I used to live with a couple, hyperintellectual Deadheads who were into the BOTA and OTO. Jeff was fast-tracked at Stanford in physics until one Lysergic day he realized that all his efforts could only lead to quickening a seemingly inevitable world cataclysm. Subsequently all that intellectual firepower was dedicated to mystical studies, in particular the study of Kabbala and Crowley. Jeff had a bookcase devoted to Crowley's books. He said he read all of them, and he was close to having them all. Sometimes I'd come home to a room full of students with a big tree-of-life poster and an oversized card from the major arcana on display, say the Hermit or the Sun, the group being instructed on the various meanings and aspects of the card as it relates to numerology, Kabbala and other western occult traditions. I found the tarot deck fascinating on all sorts of levels, not the least being the archetypical aspects, the idea that imagery of the decks used drew on something deeper than "Wil
l I Get a Date This Weekend? and was heading towards Jung's notions concerning the collective unconscious.
The Crowley "Thoth" deck, designed by Crowley and painted by Lady Fried Harris has an altogether more vivid visual vocabulary compared to the familiar Rider-Waite deck---Instead of "Temperance" we get "Art", instead of "Strength" we get "Lust". Each of the minor arcana cards has a descriptive label: the nine of wands is now "Strength", the nine of swords now is "Cruelty". The imagery is so much more vivid and arresting than the Rider-Waite imagery:

http://www.aeclectic.net/tarot/thoth/

http://www.aeclectic.net/tarot/riderwaite/index.html

The "Book of Thoth" seems to have been written by several authors, all of them Aleister Crowley in various (generally altered) states of consciousness. But there is gold to be found in "Book of Thoth", scattered with the bad poetry and remarkably obscure references to various mystical paths. 

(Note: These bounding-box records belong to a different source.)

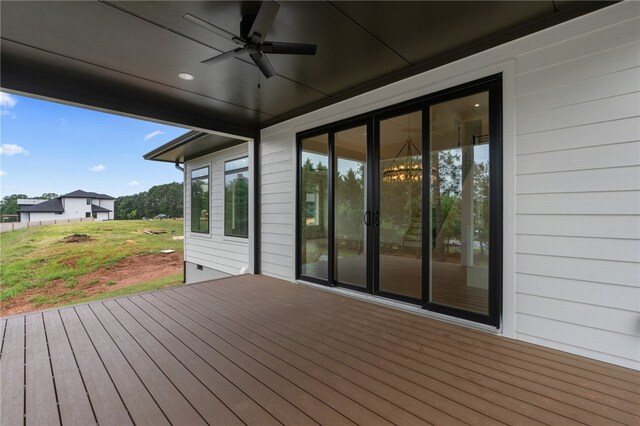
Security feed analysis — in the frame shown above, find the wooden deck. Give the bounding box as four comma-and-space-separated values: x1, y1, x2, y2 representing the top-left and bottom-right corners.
0, 276, 640, 426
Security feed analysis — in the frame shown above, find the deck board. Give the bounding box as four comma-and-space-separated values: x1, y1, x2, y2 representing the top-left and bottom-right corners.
0, 317, 24, 426
129, 298, 345, 424
90, 303, 206, 425
74, 305, 169, 426
214, 278, 637, 423
57, 308, 133, 426
43, 311, 97, 425
0, 275, 640, 425
25, 314, 60, 425
142, 294, 381, 424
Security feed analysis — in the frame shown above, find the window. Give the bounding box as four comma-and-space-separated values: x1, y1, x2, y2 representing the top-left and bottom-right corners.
224, 157, 249, 238
191, 167, 209, 234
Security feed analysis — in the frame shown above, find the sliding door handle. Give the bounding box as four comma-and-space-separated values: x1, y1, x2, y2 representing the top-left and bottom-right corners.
362, 210, 371, 226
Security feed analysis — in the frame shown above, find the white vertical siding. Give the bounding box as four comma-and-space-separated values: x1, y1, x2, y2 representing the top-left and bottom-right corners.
261, 2, 640, 369
184, 143, 251, 275
516, 12, 640, 368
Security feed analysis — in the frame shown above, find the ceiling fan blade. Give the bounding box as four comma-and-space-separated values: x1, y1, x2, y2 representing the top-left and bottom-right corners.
201, 47, 244, 65
251, 52, 276, 78
262, 41, 318, 55
182, 13, 244, 44
248, 1, 280, 44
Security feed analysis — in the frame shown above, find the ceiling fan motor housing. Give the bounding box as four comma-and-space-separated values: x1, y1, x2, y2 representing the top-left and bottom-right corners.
240, 15, 255, 41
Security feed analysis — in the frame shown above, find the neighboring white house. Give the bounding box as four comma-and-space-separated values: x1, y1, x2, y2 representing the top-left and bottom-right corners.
145, 2, 640, 369
18, 190, 115, 222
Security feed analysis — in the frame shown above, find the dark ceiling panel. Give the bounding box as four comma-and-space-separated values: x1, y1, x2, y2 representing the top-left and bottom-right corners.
114, 2, 408, 95
335, 1, 554, 64
0, 1, 610, 136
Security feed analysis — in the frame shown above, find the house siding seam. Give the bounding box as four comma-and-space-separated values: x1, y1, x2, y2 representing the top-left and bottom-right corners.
184, 143, 249, 275
260, 2, 640, 369
516, 12, 640, 369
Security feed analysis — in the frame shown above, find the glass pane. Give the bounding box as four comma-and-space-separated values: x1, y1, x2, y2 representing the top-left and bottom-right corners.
224, 157, 249, 172
335, 126, 367, 287
380, 111, 422, 299
191, 167, 209, 234
430, 92, 490, 314
191, 167, 209, 179
300, 134, 329, 280
224, 170, 249, 238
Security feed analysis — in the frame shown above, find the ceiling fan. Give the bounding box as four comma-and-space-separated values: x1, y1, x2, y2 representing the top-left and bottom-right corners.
183, 1, 317, 78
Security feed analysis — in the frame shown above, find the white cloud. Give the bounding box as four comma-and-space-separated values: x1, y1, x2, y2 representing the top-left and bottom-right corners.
0, 143, 29, 157
0, 92, 18, 118
144, 130, 164, 141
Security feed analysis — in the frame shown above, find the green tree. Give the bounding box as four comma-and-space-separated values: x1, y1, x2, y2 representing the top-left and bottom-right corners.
115, 182, 184, 219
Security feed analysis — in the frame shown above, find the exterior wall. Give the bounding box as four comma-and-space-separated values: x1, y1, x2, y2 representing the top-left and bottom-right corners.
96, 212, 112, 220
184, 143, 252, 275
92, 199, 116, 220
20, 198, 115, 222
58, 198, 91, 219
184, 262, 231, 284
0, 217, 93, 233
20, 212, 63, 222
260, 2, 640, 369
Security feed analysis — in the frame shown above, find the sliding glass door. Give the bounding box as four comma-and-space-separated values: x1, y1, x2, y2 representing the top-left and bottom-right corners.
375, 111, 423, 302
333, 126, 368, 288
297, 76, 502, 326
429, 92, 492, 315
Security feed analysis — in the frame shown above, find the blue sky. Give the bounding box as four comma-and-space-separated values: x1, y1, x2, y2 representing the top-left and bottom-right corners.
0, 92, 188, 197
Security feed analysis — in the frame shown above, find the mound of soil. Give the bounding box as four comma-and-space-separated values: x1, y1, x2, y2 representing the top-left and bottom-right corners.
62, 234, 91, 243
0, 252, 183, 317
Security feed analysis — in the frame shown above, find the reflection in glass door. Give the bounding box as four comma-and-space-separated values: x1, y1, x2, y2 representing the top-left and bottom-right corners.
374, 111, 423, 301
298, 75, 502, 327
429, 92, 490, 315
334, 126, 371, 288
298, 134, 329, 280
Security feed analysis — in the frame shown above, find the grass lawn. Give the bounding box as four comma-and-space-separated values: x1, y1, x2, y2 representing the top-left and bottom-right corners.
0, 219, 183, 316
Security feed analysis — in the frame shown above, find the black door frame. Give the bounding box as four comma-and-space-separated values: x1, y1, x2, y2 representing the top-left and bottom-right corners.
295, 74, 503, 328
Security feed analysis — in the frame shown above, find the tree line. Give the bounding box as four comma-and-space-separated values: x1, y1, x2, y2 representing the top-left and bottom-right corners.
115, 182, 184, 219
0, 182, 183, 219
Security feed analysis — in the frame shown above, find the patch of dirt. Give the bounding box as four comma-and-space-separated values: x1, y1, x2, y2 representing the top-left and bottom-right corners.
0, 252, 183, 317
62, 234, 91, 243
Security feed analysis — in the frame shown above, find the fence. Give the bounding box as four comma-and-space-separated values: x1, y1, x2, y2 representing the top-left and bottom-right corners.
0, 217, 93, 233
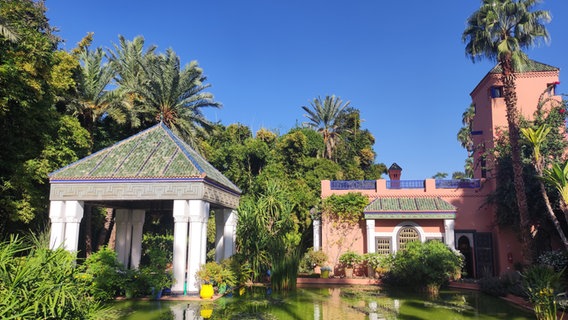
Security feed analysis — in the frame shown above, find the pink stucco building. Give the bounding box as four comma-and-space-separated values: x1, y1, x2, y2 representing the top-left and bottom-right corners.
314, 61, 561, 278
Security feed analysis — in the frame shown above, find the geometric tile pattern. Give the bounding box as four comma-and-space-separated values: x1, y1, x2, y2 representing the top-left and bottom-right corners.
49, 122, 241, 194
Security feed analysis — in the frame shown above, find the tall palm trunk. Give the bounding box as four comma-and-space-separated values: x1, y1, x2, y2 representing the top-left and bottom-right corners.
538, 181, 568, 250
500, 55, 534, 265
84, 205, 93, 257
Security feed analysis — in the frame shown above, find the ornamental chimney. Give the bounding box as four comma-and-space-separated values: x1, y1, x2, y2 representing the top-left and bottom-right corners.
389, 162, 402, 180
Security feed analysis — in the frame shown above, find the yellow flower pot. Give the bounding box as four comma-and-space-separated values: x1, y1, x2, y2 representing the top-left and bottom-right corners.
199, 309, 213, 319
199, 284, 215, 299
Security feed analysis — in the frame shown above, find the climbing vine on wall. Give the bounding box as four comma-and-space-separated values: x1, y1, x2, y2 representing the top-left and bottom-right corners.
323, 192, 369, 224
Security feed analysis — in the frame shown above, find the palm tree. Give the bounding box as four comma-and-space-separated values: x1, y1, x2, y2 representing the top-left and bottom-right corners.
0, 18, 18, 42
109, 35, 156, 127
521, 124, 568, 249
69, 47, 124, 141
457, 103, 475, 152
302, 95, 350, 160
462, 0, 550, 264
135, 49, 221, 148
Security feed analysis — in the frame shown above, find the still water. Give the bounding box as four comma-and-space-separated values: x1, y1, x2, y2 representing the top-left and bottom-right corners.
113, 286, 534, 320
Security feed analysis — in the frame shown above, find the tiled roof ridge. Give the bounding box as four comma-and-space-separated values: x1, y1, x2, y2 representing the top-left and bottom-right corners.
489, 59, 560, 73
48, 125, 162, 177
364, 196, 456, 212
160, 122, 207, 178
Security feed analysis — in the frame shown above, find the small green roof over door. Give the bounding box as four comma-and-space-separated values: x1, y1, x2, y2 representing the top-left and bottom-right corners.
363, 197, 456, 219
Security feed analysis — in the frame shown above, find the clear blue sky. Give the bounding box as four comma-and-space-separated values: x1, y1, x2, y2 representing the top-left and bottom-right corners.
46, 0, 568, 179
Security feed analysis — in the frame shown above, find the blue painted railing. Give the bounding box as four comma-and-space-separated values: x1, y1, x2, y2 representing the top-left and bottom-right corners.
436, 179, 481, 189
330, 180, 377, 190
387, 180, 425, 189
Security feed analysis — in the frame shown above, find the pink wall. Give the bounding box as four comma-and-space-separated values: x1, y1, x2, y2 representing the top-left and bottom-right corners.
470, 70, 562, 178
321, 179, 522, 274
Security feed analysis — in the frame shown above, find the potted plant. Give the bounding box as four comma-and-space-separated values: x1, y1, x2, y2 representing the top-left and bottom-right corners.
363, 252, 393, 278
304, 248, 327, 273
339, 251, 361, 278
321, 266, 331, 279
195, 261, 235, 299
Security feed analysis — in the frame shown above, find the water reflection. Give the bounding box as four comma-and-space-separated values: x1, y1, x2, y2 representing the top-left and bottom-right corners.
117, 287, 533, 320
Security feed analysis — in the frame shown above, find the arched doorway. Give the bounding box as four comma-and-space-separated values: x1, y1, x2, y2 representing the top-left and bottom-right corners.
397, 226, 420, 250
458, 236, 475, 278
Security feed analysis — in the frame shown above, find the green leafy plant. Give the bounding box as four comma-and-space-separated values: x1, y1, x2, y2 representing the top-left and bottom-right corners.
135, 233, 173, 294
304, 248, 327, 268
82, 247, 127, 301
363, 252, 394, 277
195, 261, 237, 290
339, 251, 363, 268
387, 241, 463, 294
0, 237, 108, 319
323, 192, 369, 224
522, 265, 564, 320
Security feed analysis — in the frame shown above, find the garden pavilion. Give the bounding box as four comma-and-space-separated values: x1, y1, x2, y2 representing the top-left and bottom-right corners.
45, 122, 241, 293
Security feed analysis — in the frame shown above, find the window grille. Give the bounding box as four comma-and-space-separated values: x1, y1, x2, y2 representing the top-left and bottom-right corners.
375, 238, 392, 254
398, 227, 420, 250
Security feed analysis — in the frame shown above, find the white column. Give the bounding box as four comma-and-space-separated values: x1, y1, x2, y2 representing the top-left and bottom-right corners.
49, 201, 65, 250
130, 209, 146, 269
64, 201, 83, 252
313, 219, 321, 251
223, 209, 237, 259
199, 208, 209, 264
187, 200, 209, 293
115, 209, 132, 266
444, 219, 456, 250
171, 200, 189, 293
215, 209, 226, 262
367, 219, 375, 253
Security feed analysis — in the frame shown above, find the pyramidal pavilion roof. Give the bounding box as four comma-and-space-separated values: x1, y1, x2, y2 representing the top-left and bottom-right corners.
49, 122, 241, 194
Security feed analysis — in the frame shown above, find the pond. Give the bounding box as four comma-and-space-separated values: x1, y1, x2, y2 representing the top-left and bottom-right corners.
113, 286, 534, 320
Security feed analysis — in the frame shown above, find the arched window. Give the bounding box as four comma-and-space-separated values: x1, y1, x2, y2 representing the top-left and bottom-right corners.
397, 226, 420, 250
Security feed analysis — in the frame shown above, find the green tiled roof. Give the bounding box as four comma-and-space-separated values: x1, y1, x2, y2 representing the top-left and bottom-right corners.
489, 60, 559, 73
363, 197, 456, 219
49, 123, 240, 193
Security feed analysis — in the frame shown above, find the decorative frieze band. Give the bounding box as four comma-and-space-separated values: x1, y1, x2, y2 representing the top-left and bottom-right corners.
49, 181, 239, 209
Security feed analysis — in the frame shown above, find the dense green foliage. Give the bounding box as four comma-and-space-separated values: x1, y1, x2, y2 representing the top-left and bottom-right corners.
81, 247, 127, 301
0, 0, 386, 300
486, 104, 568, 255
322, 192, 369, 225
0, 234, 113, 319
522, 264, 565, 320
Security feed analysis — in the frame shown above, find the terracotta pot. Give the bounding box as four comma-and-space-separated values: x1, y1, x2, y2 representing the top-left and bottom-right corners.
199, 284, 215, 299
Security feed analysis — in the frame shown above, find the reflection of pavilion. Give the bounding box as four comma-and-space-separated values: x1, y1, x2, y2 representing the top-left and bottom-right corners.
45, 123, 241, 293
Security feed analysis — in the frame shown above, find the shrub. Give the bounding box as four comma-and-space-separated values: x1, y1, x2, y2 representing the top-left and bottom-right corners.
83, 247, 127, 301
522, 265, 564, 320
389, 241, 463, 293
302, 248, 327, 269
479, 277, 507, 297
363, 252, 394, 276
195, 261, 236, 290
538, 250, 568, 272
0, 237, 108, 319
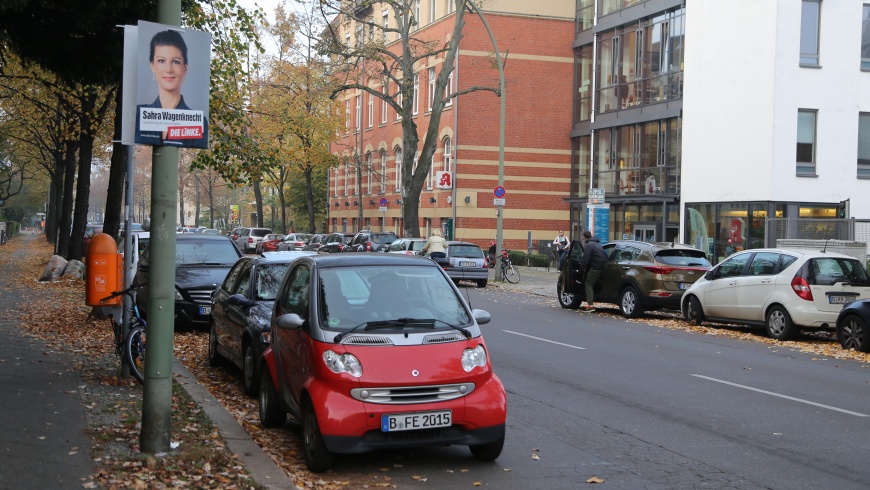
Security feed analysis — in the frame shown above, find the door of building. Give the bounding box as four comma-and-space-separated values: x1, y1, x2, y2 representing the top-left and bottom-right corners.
632, 225, 656, 243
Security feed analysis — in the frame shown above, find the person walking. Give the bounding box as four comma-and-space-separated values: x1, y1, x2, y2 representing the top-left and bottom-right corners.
553, 230, 571, 272
580, 230, 607, 313
420, 228, 447, 259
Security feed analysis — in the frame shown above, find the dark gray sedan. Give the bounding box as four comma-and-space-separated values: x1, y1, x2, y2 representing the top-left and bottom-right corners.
208, 251, 314, 396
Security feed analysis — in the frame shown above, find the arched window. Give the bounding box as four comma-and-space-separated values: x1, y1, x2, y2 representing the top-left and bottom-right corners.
396, 146, 402, 192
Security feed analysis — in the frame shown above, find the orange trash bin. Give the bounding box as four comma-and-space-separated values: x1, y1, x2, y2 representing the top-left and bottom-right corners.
85, 233, 123, 306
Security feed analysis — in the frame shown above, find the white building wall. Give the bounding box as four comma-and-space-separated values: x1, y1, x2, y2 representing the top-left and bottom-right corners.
682, 0, 870, 218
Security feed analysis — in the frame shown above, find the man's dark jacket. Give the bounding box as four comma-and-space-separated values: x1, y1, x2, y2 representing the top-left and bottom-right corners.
580, 236, 607, 272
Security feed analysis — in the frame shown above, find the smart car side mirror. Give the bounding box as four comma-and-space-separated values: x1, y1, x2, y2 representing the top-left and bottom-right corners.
471, 309, 492, 325
275, 313, 305, 330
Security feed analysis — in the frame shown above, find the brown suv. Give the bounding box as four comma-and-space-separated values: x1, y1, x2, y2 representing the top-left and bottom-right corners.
556, 240, 712, 318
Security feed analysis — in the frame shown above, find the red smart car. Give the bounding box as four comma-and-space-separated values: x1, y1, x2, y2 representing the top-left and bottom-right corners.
259, 254, 507, 471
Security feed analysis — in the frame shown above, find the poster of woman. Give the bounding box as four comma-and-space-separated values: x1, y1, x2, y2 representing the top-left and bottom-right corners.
135, 21, 211, 148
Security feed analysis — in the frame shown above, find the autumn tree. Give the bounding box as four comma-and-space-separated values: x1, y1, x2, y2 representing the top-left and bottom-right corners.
252, 2, 340, 233
319, 0, 499, 237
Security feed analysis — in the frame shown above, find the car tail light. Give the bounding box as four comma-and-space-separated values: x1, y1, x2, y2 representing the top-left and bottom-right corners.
643, 265, 675, 276
791, 276, 813, 301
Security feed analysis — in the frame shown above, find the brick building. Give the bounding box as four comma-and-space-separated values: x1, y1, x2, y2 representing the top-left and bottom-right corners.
328, 0, 575, 250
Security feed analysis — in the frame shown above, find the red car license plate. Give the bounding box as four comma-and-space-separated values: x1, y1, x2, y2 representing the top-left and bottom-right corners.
381, 410, 453, 432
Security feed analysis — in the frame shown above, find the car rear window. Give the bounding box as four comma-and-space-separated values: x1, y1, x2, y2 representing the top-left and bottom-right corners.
810, 257, 868, 286
447, 245, 483, 259
656, 250, 712, 267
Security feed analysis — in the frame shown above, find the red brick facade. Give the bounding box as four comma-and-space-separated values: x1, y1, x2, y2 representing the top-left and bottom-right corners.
328, 13, 574, 255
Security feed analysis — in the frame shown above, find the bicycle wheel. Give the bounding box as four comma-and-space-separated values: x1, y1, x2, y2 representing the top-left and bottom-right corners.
504, 265, 520, 284
124, 325, 145, 383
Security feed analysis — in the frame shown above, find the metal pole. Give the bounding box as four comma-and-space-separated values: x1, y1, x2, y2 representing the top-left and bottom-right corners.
466, 0, 506, 280
139, 0, 181, 454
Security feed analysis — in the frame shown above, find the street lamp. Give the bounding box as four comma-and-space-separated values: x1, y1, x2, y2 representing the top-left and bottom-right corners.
465, 0, 505, 277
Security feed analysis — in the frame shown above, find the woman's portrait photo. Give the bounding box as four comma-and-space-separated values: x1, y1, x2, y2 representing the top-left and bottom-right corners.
136, 22, 210, 148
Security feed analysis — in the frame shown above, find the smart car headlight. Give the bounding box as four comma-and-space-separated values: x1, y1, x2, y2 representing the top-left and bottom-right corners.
462, 345, 486, 372
323, 350, 362, 378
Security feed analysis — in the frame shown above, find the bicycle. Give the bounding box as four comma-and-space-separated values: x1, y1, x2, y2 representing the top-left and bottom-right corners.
486, 249, 520, 284
100, 284, 147, 384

One of many things I find most interesting and relevant about Crowley viz Pynchon is the copyright inscription:

Copyright 1944 Ordo Templi Orientis
O. T. O. International Headquarters
Postfach 332012, D-1418
Berlin, Germany
 -------------- Original message ----------------------
From: The Great Quail <quail at libyrinth.com>
 I'm not going to say that Crowley was an awesome dude -- he was a manipulative egomaniac who destroyed a few lives and always had one foot in the world of the carnival barker. But he also wrote some pretty interesting things, and his life and work are worth studying.